他盯着屏幕里那个衬衫半敞的男人,眨了眨眼,像是不确定自己是不是在做梦。
“裴……聿琛?”他哑着嗓子念出这个名字,混着刚被吵醒的懵,听起来莫名有些呆。
他是不是没睡醒?
要不继续睡一会儿吧。
裴聿琛看着屏幕里的人,不禁勾了勾唇,这几天的疲惫似乎都一扫而空了。
沈令微的头发乱糟糟的,就像是被一群小鸡仔踩过一样;半边脸颊上还清晰可见因长时间压迫而形成的枕头褶子印记,红彤彤的一片,仿佛在诉说着主人刚刚经历了一场怎样的美梦;那双原本明亮有神的大眼睛此刻也紧紧闭着,只留一条细窄的缝隙,透露出丝丝困倦之意。
再加上那副又懵懂、又烦躁的小表情,真是让人忍俊不禁,觉得可爱至极!
然而此时的沈令微却浑然不觉自己这番模样有什么不对,过了好一会儿,才如梦初醒般意识到原来现在正处于视频通话状态呢!于是连忙抬起手,下意识地用手背使劲儿揉了揉惺忪的睡眼,并试图让自己清醒一些。
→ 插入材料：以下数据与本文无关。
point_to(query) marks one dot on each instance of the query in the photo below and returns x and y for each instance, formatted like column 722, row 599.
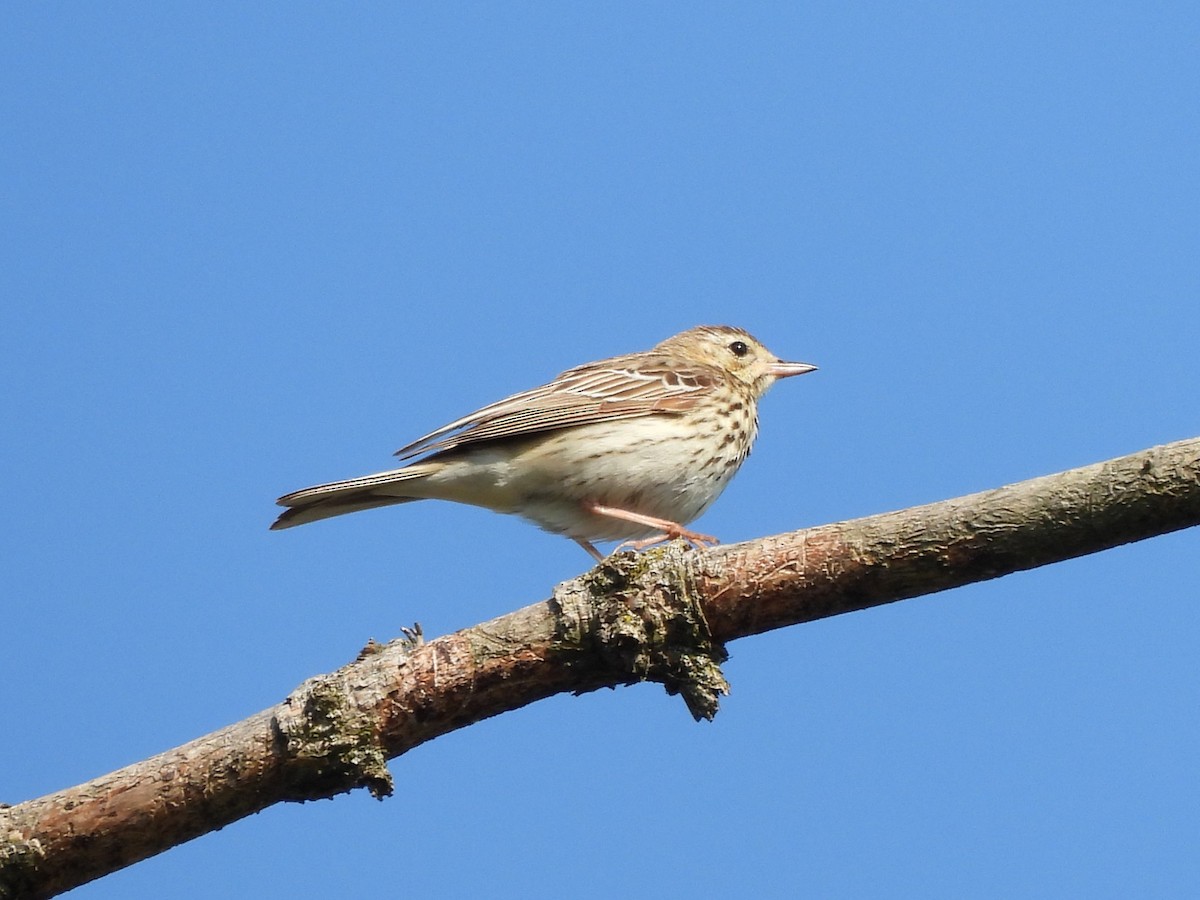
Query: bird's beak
column 785, row 370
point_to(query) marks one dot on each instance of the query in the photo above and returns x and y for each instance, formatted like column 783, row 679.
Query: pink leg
column 670, row 529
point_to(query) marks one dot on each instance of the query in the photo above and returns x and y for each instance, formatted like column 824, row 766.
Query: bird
column 625, row 449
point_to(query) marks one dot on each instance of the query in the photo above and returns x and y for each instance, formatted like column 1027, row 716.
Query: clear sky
column 249, row 247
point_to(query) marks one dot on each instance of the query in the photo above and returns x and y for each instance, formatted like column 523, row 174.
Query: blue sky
column 249, row 250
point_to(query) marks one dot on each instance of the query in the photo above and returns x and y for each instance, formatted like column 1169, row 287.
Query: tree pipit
column 628, row 449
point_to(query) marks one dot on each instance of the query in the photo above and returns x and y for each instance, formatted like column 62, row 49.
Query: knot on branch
column 330, row 745
column 639, row 615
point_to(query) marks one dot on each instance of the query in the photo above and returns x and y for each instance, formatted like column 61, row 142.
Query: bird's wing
column 622, row 388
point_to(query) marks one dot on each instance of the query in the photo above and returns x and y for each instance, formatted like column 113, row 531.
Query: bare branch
column 661, row 616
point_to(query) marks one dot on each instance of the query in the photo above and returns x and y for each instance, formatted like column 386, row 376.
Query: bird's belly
column 655, row 467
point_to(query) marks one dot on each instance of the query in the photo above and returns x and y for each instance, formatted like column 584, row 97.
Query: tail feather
column 351, row 496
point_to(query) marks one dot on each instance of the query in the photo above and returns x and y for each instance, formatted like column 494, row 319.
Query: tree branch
column 660, row 616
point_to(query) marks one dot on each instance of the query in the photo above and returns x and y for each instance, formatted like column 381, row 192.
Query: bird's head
column 735, row 352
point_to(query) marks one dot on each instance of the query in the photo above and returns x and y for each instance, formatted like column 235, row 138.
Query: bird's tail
column 337, row 498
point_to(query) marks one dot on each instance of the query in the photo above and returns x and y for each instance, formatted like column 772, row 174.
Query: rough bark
column 661, row 616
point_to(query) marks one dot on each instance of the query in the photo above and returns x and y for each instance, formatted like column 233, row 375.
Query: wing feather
column 621, row 388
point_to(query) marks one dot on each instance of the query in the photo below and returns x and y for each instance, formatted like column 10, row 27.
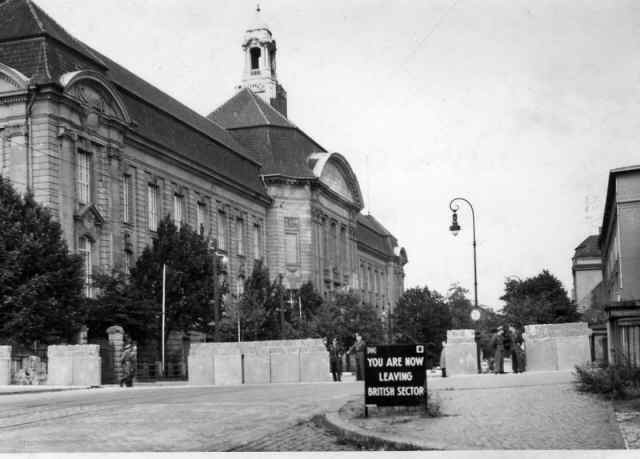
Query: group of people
column 335, row 357
column 507, row 343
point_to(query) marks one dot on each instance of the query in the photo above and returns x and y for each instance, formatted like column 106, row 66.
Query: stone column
column 116, row 339
column 5, row 365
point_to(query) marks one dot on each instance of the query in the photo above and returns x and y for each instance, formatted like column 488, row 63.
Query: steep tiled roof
column 281, row 147
column 372, row 235
column 245, row 109
column 588, row 247
column 34, row 44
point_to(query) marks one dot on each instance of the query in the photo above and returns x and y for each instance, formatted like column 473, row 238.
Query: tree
column 259, row 305
column 460, row 308
column 422, row 316
column 40, row 281
column 537, row 300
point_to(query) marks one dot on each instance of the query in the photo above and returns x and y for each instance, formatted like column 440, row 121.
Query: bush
column 617, row 381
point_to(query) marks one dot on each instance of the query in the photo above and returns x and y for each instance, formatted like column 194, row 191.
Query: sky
column 520, row 106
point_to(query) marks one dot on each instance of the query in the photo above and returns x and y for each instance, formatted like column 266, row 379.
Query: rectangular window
column 153, row 193
column 201, row 218
column 85, row 252
column 256, row 242
column 83, row 171
column 240, row 235
column 178, row 209
column 291, row 248
column 126, row 198
column 127, row 261
column 222, row 231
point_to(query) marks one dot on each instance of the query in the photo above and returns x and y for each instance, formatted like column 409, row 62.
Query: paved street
column 518, row 411
column 163, row 418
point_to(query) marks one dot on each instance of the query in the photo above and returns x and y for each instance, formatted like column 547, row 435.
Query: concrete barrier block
column 284, row 367
column 314, row 366
column 59, row 365
column 200, row 361
column 461, row 357
column 227, row 369
column 86, row 365
column 572, row 351
column 5, row 365
column 541, row 354
column 256, row 368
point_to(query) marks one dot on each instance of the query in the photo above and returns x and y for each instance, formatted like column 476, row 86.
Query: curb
column 353, row 433
column 44, row 390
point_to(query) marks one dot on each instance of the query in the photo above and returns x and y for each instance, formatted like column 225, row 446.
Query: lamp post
column 455, row 229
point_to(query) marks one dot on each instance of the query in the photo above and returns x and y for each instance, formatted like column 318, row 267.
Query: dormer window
column 255, row 58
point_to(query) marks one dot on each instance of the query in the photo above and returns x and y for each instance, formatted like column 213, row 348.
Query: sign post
column 395, row 375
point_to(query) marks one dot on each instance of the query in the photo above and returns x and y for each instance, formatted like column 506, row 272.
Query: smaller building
column 619, row 244
column 587, row 272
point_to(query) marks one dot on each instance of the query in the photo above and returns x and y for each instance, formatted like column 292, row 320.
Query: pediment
column 92, row 91
column 90, row 217
column 11, row 79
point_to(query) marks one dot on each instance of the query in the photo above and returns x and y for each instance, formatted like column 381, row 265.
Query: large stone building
column 110, row 155
column 587, row 272
column 620, row 247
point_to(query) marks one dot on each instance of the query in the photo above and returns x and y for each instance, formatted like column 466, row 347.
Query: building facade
column 620, row 247
column 110, row 155
column 587, row 272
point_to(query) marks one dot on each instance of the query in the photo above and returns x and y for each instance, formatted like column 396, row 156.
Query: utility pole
column 213, row 246
column 281, row 308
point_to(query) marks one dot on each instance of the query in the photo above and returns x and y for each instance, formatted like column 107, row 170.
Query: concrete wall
column 77, row 365
column 552, row 347
column 258, row 362
column 5, row 365
column 461, row 352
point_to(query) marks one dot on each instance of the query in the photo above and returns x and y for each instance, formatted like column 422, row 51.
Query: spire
column 260, row 74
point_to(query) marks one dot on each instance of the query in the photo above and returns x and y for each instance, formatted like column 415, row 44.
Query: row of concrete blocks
column 257, row 363
column 548, row 347
column 72, row 365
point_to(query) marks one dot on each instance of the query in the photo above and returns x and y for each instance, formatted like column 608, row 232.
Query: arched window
column 255, row 58
column 84, row 248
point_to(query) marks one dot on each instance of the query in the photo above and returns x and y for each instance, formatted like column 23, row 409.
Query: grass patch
column 618, row 382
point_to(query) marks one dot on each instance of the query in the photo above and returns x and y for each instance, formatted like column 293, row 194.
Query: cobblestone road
column 524, row 411
column 161, row 419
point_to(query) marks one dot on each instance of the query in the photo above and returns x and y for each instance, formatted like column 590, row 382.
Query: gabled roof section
column 588, row 248
column 245, row 109
column 35, row 45
column 372, row 235
column 25, row 19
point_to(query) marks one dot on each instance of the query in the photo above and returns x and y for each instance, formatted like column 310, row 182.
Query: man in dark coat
column 358, row 347
column 128, row 364
column 498, row 357
column 515, row 341
column 335, row 359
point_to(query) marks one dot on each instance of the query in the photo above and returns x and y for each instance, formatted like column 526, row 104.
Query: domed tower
column 260, row 65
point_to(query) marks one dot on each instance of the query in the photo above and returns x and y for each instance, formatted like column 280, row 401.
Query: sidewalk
column 21, row 389
column 513, row 411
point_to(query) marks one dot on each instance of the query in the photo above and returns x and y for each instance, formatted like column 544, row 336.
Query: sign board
column 395, row 375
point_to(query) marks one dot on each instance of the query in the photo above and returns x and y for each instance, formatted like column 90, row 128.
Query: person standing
column 335, row 359
column 358, row 347
column 498, row 357
column 128, row 364
column 443, row 359
column 515, row 339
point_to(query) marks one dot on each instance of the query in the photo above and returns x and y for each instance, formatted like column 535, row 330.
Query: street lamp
column 455, row 229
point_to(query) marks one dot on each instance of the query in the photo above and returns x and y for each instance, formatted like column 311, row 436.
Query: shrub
column 617, row 381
尽管如此,沈令微仍然对裴聿琛心存芥蒂,毕竟他可没那么容易忘掉之前发生的那些不愉快事情。
所以当他再次开口时,语气明显带着几分毫不掩饰的厌烦与不耐:"......这么晚了打电话过来,有什么事啊?"
沈令微压根没发现自己那声音又低又软,尾音拖得长长的,飘在夜里,像一片羽毛落在棉花上——说是在凶人,听起来倒更像是没睡醒的人在撒娇。
沈令微自己浑然不觉,还皱着眉瞪着屏幕,一副“我超凶”的样子。
裴聿琛没说话。他就那样隔着屏幕看着沈令微,目光沉沉的,像是要把人看进骨头里。
画面里的沈令微头发乱糟糟的,半边脸压得泛红,眼睛因为灯光微微眯着,明明不耐烦得要命,偏偏那张脸上还挂着没散尽的睡意,懵懵软软的,像一只炸毛的猫。